Editéieren

Example: Use the Azure libraries to create a database

This example demonstrates how to use the Azure SDK for Python management libraries to programmatically create an Azure Database for MySQL flexible server and a corresponding database. It also includes a script that uses the mysql-connector-python library (not part of the Azure SDK) to connect to and query the database.

You can adapt this example to create an Azure Database for PostgreSQL flexible server by modifying the relevant SDK imports and API calls.

If you prefer to use the Azure CLI, Equivalent Azure CLI commands are provided later in this article. For a graphical experience, refer to the Azure portal documentation:

Unless otherwise noted, all examples and commands in this article work consistently across Linux/macOS bash and Windows command shells.

1: Set up your local development environment

If you haven't already, set up an environment where you can run the code. Here are some options:

  • Configure a Python virtual environment using venv or your tool of choice. To start using the virtual environment, be sure to activate it. To install python, see Install Python.

    #!/bin/bash
# Create a virtual environment
python -m venv .venv
# Activate the virtual environment
source .venv/Scripts/activate # only required for Windows (Git Bash)

  • Use a conda environment. To install Conda, see Install Miniconda.

  • Use a Dev Container in Visual Studio Code or GitHub Codespaces.

2: Install the needed Azure library packages

In this step, you install the Azure SDK libraries needed to create the database.

  1. In your console, create a requirements.txt file that lists the management libraries used in this example:

    azure-mgmt-resource
azure-mgmt-rdbms
azure-identity
mysql-connector-python

    Note

    The mysql-connector-python library isn't part of the Azure SDK. It's a third-party library you can use to connect to MySQL databases. You can also use other libraries, such as PyMySQL or SQLAlchemy.

  2. In your console with the virtual environment activated, install the requirements:

    pip install -r requirements.txt

    Note

    On Windows, attempting to install the mysql library into a 32-bit Python library produces an error about the mysql.h file. In this case, install a 64-bit version of Python and try again.

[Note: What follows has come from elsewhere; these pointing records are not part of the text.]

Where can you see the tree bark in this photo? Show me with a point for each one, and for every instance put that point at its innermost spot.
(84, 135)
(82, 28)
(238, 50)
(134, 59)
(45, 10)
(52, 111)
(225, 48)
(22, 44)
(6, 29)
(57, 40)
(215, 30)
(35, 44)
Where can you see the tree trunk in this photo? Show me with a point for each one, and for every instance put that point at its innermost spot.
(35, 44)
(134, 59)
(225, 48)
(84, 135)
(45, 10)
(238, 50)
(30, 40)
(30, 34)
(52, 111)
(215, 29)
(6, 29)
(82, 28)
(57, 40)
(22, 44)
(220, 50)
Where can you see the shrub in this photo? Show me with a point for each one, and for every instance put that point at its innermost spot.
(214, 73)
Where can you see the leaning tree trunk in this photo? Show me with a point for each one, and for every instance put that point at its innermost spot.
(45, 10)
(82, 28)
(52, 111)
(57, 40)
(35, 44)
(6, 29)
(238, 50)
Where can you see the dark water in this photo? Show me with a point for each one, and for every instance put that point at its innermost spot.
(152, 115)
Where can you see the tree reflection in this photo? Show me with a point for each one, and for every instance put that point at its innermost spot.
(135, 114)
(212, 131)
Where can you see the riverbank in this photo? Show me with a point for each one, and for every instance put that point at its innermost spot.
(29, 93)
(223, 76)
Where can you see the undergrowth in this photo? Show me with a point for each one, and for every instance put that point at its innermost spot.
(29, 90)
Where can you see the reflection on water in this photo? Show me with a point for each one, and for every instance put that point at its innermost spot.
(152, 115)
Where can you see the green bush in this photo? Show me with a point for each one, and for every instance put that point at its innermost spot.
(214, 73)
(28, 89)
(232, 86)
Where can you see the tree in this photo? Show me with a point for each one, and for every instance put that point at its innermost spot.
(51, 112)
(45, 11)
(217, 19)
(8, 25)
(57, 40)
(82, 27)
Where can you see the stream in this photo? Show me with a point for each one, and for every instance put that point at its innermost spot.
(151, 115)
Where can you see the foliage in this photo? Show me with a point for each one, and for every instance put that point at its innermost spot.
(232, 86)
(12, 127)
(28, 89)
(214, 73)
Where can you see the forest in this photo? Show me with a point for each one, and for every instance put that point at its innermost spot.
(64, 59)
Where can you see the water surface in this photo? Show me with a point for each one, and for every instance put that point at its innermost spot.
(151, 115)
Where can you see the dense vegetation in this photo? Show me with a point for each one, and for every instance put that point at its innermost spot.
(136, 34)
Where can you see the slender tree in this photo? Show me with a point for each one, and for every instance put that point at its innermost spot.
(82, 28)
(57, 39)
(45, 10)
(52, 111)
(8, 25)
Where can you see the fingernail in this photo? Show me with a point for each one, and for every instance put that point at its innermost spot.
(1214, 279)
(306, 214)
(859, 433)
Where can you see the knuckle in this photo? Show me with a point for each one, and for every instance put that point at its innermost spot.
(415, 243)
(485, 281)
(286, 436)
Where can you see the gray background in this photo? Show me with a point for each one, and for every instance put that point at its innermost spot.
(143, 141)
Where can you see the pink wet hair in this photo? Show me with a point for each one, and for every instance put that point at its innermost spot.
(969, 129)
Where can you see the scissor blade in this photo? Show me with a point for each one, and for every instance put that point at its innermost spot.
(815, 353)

3. Set environment variables

In this step, you set environment variables for use in the code in this article. The code uses the os.environ method to retrieve the values.

#!/bin/bash
export AZURE_RESOURCE_GROUP_NAME=<ResourceGroupName> # Change to your preferred resource group name
export LOCATION=<Location> # Change to your preferred region
export AZURE_SUBSCRIPTION_ID=$(az account show --query id --output tsv)
export PUBLIC_IP_ADDRESS=$(curl -s https://api.ipify.org)
export DB_SERVER_NAME=<DB_Server_Name> # Change to your preferred DB server name
export DB_ADMIN_NAME=<DB_Admin_Name> # Change to your preferred admin name
export DB_ADMIN_PASSWORD=<DB_Admin_Password> # Change to your preferred admin password
export DB_NAME=<DB_Name> # Change to your preferred database name
export DB_PORT=3306
export DB_SERVER_VERSION=EIGHT0_21

4: Write code to create and configure a MySQL Flexible Server with a database

In this step, you create a Python file named provision_db.py with the following code. This script uses the Azure SDK for Python management libraries to create a resource group, a MySQL flexible server, and a database on that server.

import random, os
from azure.identity import DefaultAzureCredential
from azure.mgmt.resource import ResourceManagementClient
from azure.mgmt.rdbms.mysql_flexibleservers import MySQLManagementClient
from azure.mgmt.rdbms.mysql_flexibleservers.models import Server, ServerVersion

# Acquire a credential object using CLI-based authentication.
credential = DefaultAzureCredential()

# Retrieve subscription ID from environment variable
subscription_id = os.environ["AZURE_SUBSCRIPTION_ID"]

# Retrieve resource group name and location from environment variables
RESOURCE_GROUP_NAME = os.environ["AZURE_RESOURCE_GROUP_NAME"]
LOCATION = os.environ["LOCATION"]

# Step 1: Provision the resource group.
resource_client = ResourceManagementClient(credential, subscription_id)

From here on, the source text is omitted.